Wieder war sie so Eins mit sich; wieder hatte sie Etwas gesagt, das so tief in ihrem innersten Wesen begründet war, daß sich Arndt fragte, ob eine solche Harmonie nicht gleichbedeutend mit Glück sei, und doch drängte sich gerade in diesem Augenblick jene verjährte Scene im Nachbarsgarten, da sie den Tod mit einem ausgeblasenen Lichte verglich und gewissermaßen zugab, daß der Mensch mehr als einmal sterben könne, in seine Erinnerung zurück.

Von Neuem sah er prüfend zu ihr auf, aber seine Gedanken verloren unterwegs etwas von ihrem forschenden Ernst, denn sein Blick blieb mit unruhigem Entzücken an ihren zart geschweiften Lippen hängen, auf denen noch immer ein hold beredter Ausdruck spielte, gleichsam als ob auf ihnen die verschwebenden Geister von allerlei sinnigen Gedanken geheimnißvolle Zwiesprach hielten.

Es war nicht das erste Mal, daß er sich dieser absonderlich lebendigen Schönheit Henriettes erfreute, aber es war doch das erste Mal, daß er sich ihrer so reflectirend bewußt wurde.

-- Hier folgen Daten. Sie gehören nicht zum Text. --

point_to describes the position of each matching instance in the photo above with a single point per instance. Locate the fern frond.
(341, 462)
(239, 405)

Dazu plätscherten leise die im Sande verrinnenden Wasser, und im zarten Wiederschein des Westens röthete sich der weite Osthimmel, um sanft in das spiegelnde Wasser hinabzuleuchten.

„Ja – hier ist es schön!“ sagte er und erhob unwillkürlich wieder den Blick zu Henriette, immer noch mit seinen eigenen Gedanken beschäftigt.

Der Gedanke an das Gewirr der Welt hatte ihr die Thränen in die Augen getrieben – wie anders dagegen empfand er! Was sie beängstigte, konnte ihn nicht erschrecken und noch weniger erschüttern. Der Kampf der Welt war ihm bisher seinen eigenen persönlichen Lebenslasten und Berufsleiden gegenüber wie etwas heilsam Großes erschienen, das Alle, welche Gefahr laufen, in kleinlichen Alltagssorgen zu versinken, mit stets lauter Drommete zum Kampf für allgemeine und deshalb höhere Interessen ruft.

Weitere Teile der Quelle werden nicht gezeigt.